Looking back at everything you did, what would you say made the biggest impact on financial results? If your organization, like many this year, made a shift to deliver marketing support for a broader set of activities that do not result in new leads, but still help with important goals like sales productivity, cross-sell or upsell, and customer retention, has your measurement model kept up?
Now that we’re closing in on the end of the quarter, and for many organizations the end of the fiscal year, let’s take a moment to reflect on our marketing results. Looking back at everything you did, what would you say made the biggest impact on financial results? How do you know?
Yes, this is a loaded question, and it’s getting harder to answer. For many of our clients, 2013 saw a shift away from marketers focusing exclusively on demand creation toward more balanced support for reputation, sales enablement and market intelligence objectives, along with demand creation. Many of these efforts involved account-based work such as helping sales source demand in target accounts and providing post-sale customer experience support. In 2014, this shift will accelerate, as non-demand-creation activity becomes an accepted part of marketing’s charter. Even for companies that focus mainly on demand creation, there’s change: We see a shift to maintaining marketing involvement way before and long after the lead goes to sales, based on customer preference for continued online interactions.

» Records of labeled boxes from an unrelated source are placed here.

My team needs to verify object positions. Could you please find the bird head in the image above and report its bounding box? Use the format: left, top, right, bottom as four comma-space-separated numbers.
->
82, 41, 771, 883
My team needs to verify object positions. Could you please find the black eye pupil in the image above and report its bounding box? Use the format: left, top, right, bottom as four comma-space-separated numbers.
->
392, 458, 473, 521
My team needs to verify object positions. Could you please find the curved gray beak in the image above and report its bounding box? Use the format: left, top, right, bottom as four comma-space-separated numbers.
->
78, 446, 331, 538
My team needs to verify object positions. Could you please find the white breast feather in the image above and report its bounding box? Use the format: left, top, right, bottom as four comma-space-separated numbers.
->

That’s where my loaded question comes in. If you made a shift to deliver marketing support for a broader set of activities that do not result in new leads, but still help with important goals like sales productivity, cross-sell or upsell, and customer retention, has your measurement model kept up? If you are mainly focused on measuring demand creation, are you painting the complete picture of marketing’s contributions at all stages of the buyer’s journey? Nothing kills a smart program faster than using the wrong metrics to show its impact. Sadly, we see a lot of marketers still trying to apply the wrong measures to tell the full story of their impact on results.
There are two things you can do to update marketing measurement to reflect the function’s new charter.

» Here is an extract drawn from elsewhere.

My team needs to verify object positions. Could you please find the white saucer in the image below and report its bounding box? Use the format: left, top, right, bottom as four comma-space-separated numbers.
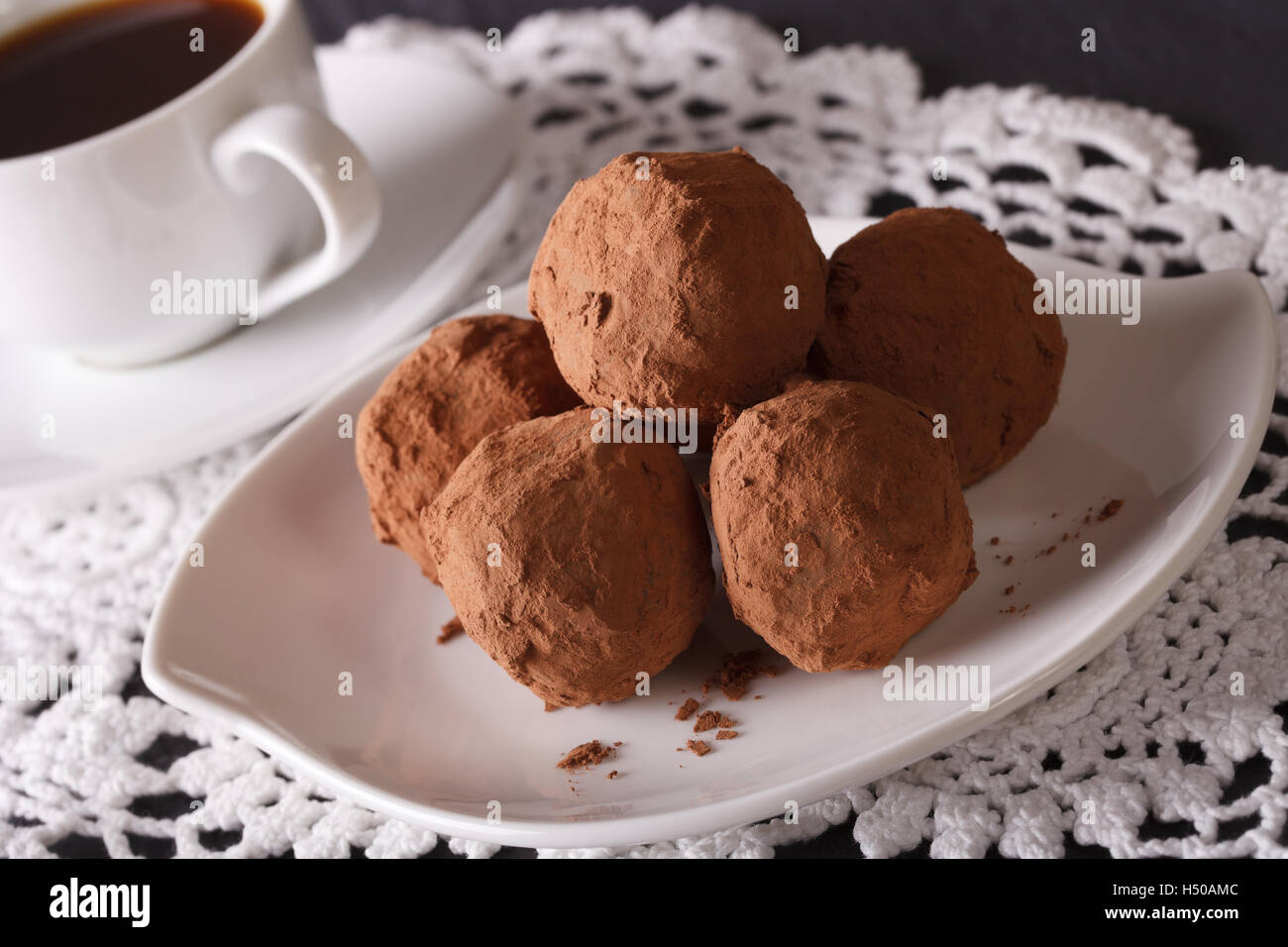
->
143, 220, 1276, 848
0, 48, 522, 494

First, stop attempting to tie a single marketing tactic to a revenue outcome. When we know multiple activities are involved before someone buys, why do we continue to make an over-simplified link from single tactic to revenue? It just doesn’t make sense. Even worse, it causes marketers to over-simplify their understanding of what’s helping – in favor of whichever tactic is tagged to an opportunity or an intuition-based weighting system.
Second, create a more complete picture of marketing’s specific contribution to business goals. In 2014, it’s time to take a fresh look at marketing influence. This is the antidote to misleading tactic attribution. The right approach to influence reporting is not a return to the bad old days of marketing trying to take credit for anything it may have had a remote chance of touching. Marketing influence in 2014 is a data-driven analysis of what happens when a new buyer buys – or a customer stays and buys more – that provides the full picture of what investments help deliver a positive outcome. We can look at which contacts or personas consumed which marketing activities – and when they did so – to get a detailed and accurate view of the buyer’s journey across all stages. Our old friend the demand waterfall (well, the re-architected one) can anchor understanding of timing and impact on results.
Marketing measurement in 2014 must be about defining specific campaign objectives and then linking every marketing activity in the budget to them. Don’t just evaluate the success of a tactic on its own, but the success of a combination of tactics in the service of meeting a broader business goal. This is the best way to determine the real ROI of our marketing efforts. We’ll also be able to see what wasn’t well targeted or impactful, and where good old-fashioned execution was lacking. There’s more than enough accountability to go around in a solid marketing influence report.
The influence-based model of marketing measurement makes a lot more sense in a complex ecosystem of B2B interactions where lead volume is only part of the marketing story. Don’t sell yourself, or your marketing, short.